Maintenant que nous avons vu ce qui se passait à l’hôtel Laffitte, voyons ce qui se passait à Saint-Cloud.

On était furieux contre le duc de Raguse ; on ne se contentait pas de dire qu’il avait mal défendu Paris, on disait qu’il avait trahi.

Fatale destinée que celle de cet homme, accusé par tous les partis, même par celui auquel il se sacrifie !

Le dauphin s’était fait substituer à son commandement.
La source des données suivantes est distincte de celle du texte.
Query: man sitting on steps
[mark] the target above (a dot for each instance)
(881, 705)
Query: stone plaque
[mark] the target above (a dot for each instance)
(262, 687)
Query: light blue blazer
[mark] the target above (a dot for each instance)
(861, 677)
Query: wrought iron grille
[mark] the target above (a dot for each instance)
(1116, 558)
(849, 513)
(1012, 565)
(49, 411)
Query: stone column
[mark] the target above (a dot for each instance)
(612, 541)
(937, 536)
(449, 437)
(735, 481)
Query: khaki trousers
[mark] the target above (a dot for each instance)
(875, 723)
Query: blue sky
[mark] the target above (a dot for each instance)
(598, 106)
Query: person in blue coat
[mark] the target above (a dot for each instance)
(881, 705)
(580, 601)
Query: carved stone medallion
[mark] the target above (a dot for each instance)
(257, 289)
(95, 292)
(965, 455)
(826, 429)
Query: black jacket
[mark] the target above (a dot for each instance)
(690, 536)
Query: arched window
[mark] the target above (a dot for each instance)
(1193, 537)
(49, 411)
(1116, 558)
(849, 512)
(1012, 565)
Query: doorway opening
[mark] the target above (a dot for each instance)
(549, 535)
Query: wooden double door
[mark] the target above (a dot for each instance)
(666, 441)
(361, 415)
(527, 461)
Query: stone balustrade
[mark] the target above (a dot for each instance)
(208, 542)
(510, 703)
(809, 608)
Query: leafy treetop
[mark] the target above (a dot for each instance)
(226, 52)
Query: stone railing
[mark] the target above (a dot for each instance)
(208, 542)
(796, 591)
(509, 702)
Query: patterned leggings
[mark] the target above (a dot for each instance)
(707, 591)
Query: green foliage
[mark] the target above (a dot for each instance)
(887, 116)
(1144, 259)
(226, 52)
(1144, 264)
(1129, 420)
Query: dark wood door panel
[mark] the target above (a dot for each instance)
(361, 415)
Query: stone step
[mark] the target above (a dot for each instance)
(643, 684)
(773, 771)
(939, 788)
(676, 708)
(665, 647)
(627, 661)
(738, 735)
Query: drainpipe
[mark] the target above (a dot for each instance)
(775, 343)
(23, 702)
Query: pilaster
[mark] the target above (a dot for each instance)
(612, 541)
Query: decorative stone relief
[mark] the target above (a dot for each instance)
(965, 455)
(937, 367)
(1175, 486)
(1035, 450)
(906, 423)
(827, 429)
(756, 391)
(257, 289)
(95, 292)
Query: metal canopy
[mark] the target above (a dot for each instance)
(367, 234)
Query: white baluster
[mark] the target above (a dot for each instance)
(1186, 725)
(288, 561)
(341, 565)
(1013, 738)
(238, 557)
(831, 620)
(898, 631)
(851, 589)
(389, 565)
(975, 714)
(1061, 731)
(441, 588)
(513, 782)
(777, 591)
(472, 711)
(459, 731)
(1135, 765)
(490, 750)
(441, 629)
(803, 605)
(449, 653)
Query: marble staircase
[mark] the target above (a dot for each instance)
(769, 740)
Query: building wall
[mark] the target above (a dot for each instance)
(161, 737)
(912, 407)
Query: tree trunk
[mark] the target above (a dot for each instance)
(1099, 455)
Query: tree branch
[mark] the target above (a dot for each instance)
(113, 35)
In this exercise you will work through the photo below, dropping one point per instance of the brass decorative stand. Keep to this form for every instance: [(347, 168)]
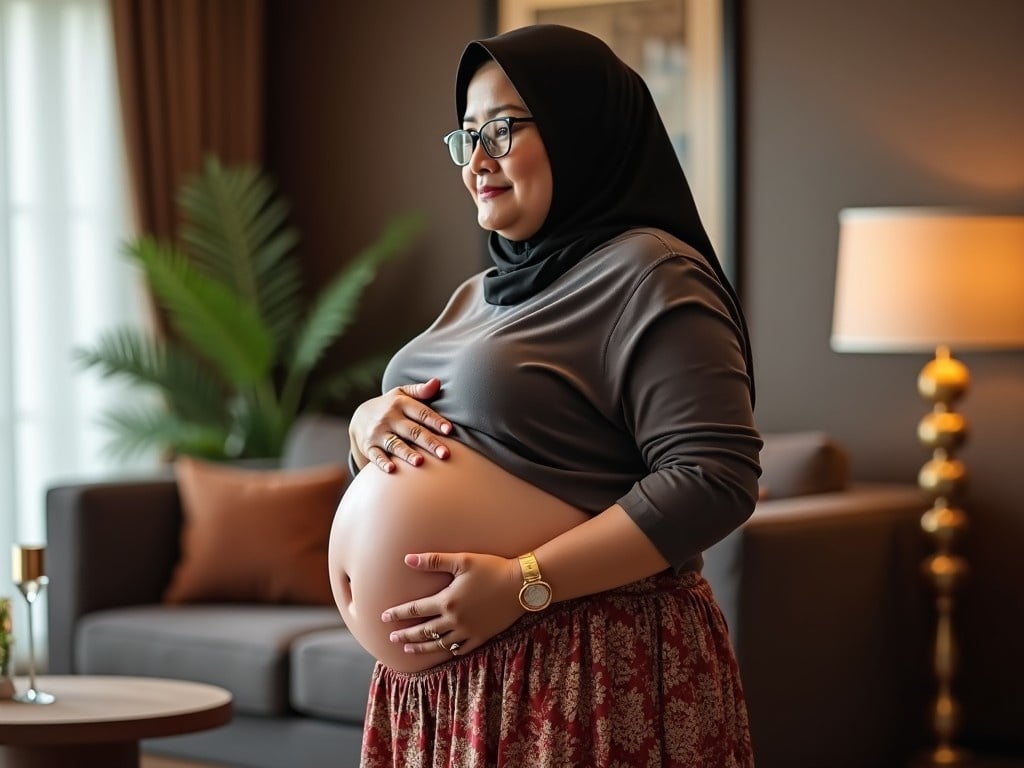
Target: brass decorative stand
[(942, 382)]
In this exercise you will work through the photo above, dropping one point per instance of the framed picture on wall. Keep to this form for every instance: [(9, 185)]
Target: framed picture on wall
[(683, 50)]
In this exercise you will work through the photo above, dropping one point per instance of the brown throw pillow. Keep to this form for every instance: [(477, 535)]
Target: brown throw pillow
[(255, 536)]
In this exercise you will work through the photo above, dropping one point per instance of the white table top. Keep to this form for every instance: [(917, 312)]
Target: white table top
[(110, 708)]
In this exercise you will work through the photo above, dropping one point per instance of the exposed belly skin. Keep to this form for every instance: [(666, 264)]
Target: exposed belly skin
[(462, 504)]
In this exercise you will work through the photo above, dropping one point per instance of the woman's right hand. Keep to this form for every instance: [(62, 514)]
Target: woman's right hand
[(395, 424)]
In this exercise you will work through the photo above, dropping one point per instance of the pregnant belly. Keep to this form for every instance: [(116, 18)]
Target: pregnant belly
[(463, 504)]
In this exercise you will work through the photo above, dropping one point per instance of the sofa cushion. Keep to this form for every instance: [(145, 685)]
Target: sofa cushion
[(244, 648), (802, 463), (331, 676), (255, 536)]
C’était un grand général, comme on sait, que M. le dauphin ! N’avait-il pas fait la conquête de l’Espagne ; dans laquelle avait échoué cet heureux casse-cou qu’on appelait Napoléon ?

Il avait surtout beaucoup d’à-propos dans ses reparties. Il vint recevoir les troupes au bois de Boulogne, et, s’approchant d’un capitaine :

— Combien avez-vous perdu d’hommes, capitaine ? demanda-t-il ; combien avez-vous perdu d’hommes ?

Le dauphin avait l’habitude de répéter deux fois ses phrases.

— Beaucoup, monseigneur ! répondit en pleurant, l’officier.

— Il vous en reste bien assez ! il vous en reste bien assez ! dit Son Altesse avec ce bonheur d’à-propos qui la caractérisait.

Les troupes continuèrent leur retraite et arrivèrent à Saint-Cloud écrasées de fatigue, brisées de chaleur, mourant de faim.

On ne les attendait pas, et il n’y avait rien de préparé pour elles.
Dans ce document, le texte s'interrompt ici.